For me, the concept of Galut – Exile – speaks most powerfully and meaningfully. Galut is more than the exile of the people Israel from its land; it also more significantly represents the separation of Israel from the God or, perhaps better stated, the withdrawal of God’s presence from the midst of His world and His people. This sense of Galut has nothing to do with the return of the Jewish people to the land and the rebirth of the Jewish state. Even with the existence of the State of Israel, the Jewish people remains in a state of spiritual Galut, as does the whole world.

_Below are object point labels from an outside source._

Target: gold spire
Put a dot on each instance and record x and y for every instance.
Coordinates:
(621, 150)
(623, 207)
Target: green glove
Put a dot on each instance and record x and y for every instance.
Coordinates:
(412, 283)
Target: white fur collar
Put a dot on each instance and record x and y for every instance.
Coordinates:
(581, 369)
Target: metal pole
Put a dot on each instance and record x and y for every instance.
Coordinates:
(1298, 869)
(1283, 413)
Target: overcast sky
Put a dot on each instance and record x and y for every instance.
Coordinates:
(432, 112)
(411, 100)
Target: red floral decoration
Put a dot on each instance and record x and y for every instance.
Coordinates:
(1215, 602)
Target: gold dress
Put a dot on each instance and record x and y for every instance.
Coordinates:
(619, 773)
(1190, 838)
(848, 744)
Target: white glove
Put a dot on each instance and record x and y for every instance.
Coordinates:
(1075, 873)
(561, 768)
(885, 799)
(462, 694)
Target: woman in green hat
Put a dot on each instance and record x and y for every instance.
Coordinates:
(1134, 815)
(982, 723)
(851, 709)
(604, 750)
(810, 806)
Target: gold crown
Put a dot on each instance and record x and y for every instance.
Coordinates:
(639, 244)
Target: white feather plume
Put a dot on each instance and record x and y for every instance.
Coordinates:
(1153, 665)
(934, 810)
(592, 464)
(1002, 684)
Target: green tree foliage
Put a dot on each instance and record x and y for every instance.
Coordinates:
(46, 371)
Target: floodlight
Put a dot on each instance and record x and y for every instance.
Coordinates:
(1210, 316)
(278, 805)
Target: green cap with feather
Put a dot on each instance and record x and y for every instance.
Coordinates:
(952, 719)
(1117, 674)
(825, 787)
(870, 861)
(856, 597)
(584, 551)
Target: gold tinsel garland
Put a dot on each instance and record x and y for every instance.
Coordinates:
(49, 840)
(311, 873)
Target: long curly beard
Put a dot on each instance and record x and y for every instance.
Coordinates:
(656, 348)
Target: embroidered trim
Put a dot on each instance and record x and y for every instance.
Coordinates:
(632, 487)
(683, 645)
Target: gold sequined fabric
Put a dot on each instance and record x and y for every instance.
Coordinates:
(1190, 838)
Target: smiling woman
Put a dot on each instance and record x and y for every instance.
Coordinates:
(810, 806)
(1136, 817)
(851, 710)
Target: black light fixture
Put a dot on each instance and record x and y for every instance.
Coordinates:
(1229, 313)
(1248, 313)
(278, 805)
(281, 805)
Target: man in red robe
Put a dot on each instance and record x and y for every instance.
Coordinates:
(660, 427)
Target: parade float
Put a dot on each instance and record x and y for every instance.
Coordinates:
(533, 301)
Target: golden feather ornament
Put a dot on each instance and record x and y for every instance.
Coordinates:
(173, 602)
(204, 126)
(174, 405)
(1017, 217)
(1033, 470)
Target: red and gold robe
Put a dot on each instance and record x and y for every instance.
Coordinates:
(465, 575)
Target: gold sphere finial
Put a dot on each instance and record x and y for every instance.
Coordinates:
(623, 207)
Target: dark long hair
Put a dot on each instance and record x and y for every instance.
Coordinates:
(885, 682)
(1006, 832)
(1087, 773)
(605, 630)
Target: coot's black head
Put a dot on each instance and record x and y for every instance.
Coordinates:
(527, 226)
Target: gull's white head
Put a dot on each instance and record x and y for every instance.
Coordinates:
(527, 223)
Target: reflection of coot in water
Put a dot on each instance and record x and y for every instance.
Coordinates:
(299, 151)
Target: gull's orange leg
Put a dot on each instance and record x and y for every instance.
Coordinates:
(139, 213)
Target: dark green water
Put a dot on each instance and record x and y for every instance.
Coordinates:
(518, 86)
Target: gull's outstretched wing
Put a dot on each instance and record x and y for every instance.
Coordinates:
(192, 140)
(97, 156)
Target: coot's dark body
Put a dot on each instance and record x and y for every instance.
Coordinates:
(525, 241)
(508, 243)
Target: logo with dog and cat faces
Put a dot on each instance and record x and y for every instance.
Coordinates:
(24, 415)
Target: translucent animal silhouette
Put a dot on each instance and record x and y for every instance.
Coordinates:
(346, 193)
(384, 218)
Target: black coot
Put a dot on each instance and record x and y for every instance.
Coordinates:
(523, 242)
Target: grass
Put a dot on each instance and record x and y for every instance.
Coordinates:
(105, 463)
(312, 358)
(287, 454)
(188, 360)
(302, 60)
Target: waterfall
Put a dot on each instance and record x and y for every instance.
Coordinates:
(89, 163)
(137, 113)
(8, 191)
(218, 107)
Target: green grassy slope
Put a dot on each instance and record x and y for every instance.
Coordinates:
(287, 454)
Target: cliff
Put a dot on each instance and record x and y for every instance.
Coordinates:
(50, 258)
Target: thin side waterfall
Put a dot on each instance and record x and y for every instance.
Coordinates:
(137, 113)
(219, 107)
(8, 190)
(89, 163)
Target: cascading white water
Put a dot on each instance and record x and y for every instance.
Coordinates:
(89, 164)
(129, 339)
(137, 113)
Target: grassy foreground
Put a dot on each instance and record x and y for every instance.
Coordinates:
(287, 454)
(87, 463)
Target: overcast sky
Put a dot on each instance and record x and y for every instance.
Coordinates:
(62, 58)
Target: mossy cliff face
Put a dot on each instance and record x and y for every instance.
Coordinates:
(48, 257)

According to Jewish tradition, as long as the Temple stood and Israel dwelt in her Land, a unique physical and spiritual bond existed linking the world, through the Land of Israel, through Jerusalem, through the Temple, to God, and through the peoples of the world, through the people Israel, through its service, to God. The Temple represented the axis mundi, the connecting link between heaven and earth. Once that physical tie was shattered, the spiritual dimension perforce underwent a major transformation. To be sure, the people were still bound in love to God through the Covenant-and the Rabbis taught that prayer was now to be regarded as even more efficacious than sacrifices-but nonetheless the state of Galut meant the loss of the sense of intense physical intimacy with God. To pursue the love motif: Israel was still beloved of God, but God had withdrawn His presence, had gone away, for an unspecified time. Thus, to pray for a restoration of the Temple and its cult, as traditional Jews still do, was to pray for a restoration of a full, intimate, and immediate relationship with God; it was to pray for an end to physical and spiritual exile.
An agnostic mystic like myself deeply desires to feel wholehearted in prayer and through prayer to be united with God’s presence. But too many questions and doubts stand in my mind’s (or heart’s) way. That is why the tradition of arguing with God speaks to my deepest needs and concerns. This tradition asks the right questions of God; its prayers demand all the right things of God. Most of the time, for example, I cannot recite the prayer “Mi Khamokha” (“Who is Like You?”), which celebrates God’s redemptive act at the Sea of Reeds, without asking what God has been doing since that miraculous day. But, through study, I know that previous generations have asked the same questions. They ask it for me as well, and this comforts me. On most occasions, I cannot recite the petitionary prayers of the Amidah. (Perhaps it is first recited silently to allow for conscientious objectors?) How can I ask God for “small items” like under standing, sustenance, health, forgiveness, and peace when for centuries the petitions for the “big item,” for redemption, have gone unheeded? Although I often can still thank God for the gifts of Creation, the gifts of life, and the gift of the Covenant, most of the time I cannot think to ask anything of God other than to add my voice to the ages-old petition for justice.
The tradition of arguing with God focuses my intention (kavanah) on this fundamental issue. It is hoped that it focuses God’s attention on it as well. But regardless, it helps ease my spiritual pain. Knowing that previous generations have felt similarly both confirms the intensity of my yearnings for God’s appearance, which constitute my mystic aspect, and also soothes the uniqueness of my equally intense doubts, which constitute my agnostic side. It is good to know that I belong to a chain of tradition, that my feelings are not an aberration of the Jewish religious spirit.